Mit zunehmendem Alter verändern sich häufig die individuellen Sorgen und Unsicherheiten. Dazu zählen unter anderem Ängste vor gesundheitlichen Einschränkungen, Stürzen, dem Verlust der Selbstständigkeit, Einsamkeit und sozialer Isolation sowie finanzielle Unsicherheiten und die Auseinandersetzung mit der eigenen Sterblichkeit. Diese existenziellen Ängste prägen nicht nur das persönliche Wohlbefinden, sondern können auch Einstellungen und politische Entscheidungsprozesse beeinflussen. Emotionen wie Unsicherheit und Angst wirken nachweislich auf Wahlverhalten und gesellschaftliche Debatten und gewinnen in alternden Gesellschaften daher zunehmend an politischer Bedeutung. Damit beeinflussen sie auch die Funktionsweise und Stabilität demokratischer Prozesse: Je stärker politische Entscheidungen von Angst statt von Zuversicht und Zukunftsvertrauen geprägt werden, desto größer ist das Risiko einer erhöhten Anfälligkeit für populistische Narrative, Polarisierung und gesellschaftliche Spaltung.
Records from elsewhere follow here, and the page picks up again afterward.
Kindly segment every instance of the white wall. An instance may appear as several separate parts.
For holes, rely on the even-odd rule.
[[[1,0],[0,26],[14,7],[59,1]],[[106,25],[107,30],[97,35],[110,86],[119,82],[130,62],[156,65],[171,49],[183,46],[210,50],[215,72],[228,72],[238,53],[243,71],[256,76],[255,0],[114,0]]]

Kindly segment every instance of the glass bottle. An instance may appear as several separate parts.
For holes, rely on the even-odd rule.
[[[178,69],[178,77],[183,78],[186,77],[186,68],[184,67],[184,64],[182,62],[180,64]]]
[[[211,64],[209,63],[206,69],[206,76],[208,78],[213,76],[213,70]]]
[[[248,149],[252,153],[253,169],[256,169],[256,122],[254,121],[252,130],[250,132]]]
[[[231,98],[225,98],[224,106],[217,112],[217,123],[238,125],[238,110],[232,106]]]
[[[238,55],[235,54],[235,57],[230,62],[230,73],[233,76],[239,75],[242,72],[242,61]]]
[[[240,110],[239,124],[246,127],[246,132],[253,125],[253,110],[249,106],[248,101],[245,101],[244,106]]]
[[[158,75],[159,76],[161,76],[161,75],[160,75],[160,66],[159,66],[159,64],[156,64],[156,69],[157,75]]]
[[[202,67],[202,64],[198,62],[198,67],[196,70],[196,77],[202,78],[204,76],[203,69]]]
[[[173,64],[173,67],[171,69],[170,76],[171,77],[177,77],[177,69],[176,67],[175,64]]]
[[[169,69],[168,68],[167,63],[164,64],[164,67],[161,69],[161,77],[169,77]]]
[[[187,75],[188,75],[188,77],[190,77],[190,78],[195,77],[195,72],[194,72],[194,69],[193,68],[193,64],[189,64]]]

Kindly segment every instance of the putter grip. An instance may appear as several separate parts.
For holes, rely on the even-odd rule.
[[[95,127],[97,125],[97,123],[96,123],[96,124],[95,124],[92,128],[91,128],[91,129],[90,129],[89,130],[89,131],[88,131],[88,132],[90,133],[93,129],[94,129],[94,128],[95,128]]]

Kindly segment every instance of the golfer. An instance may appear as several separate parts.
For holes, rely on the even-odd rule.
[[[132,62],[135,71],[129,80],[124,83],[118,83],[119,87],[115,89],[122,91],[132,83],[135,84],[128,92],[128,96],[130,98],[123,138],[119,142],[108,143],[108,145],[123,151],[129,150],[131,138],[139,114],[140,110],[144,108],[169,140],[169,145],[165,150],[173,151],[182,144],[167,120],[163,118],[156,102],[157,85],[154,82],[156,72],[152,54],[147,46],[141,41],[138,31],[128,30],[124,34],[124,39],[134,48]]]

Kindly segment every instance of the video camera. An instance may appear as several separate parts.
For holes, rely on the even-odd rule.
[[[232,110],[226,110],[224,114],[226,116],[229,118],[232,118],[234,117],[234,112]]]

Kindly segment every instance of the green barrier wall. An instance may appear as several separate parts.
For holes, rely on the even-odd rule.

Vor diesem Hintergrund bedarf es einer umfassenden gesellschaftlichen Strategie für eine „Re-Jugend“ Deutschlands. Erforderlich sind eine zukunftsorientierte Familien- und Jugendpolitik, exzellente Bildungs- und Aufstiegschancen, attraktive Lebensperspektiven in Stadt und Land sowie eine kluge, qualifizierte und werteorientierte Einwanderungspolitik, die internationale Talente gewinnt und erfolgreich integriert. Die Zukunftsfähigkeit Deutschlands entscheidet sich nicht allein an wirtschaftlichen Kennzahlen, sondern an der Fähigkeit von Politik, Wirtschaft und Zivilgesellschaft, den Generationenvertrag neu zu gestalten und junge Menschen wieder in den Mittelpunkt gesellschaftlicher und demokratischer Entwicklung zu rücken.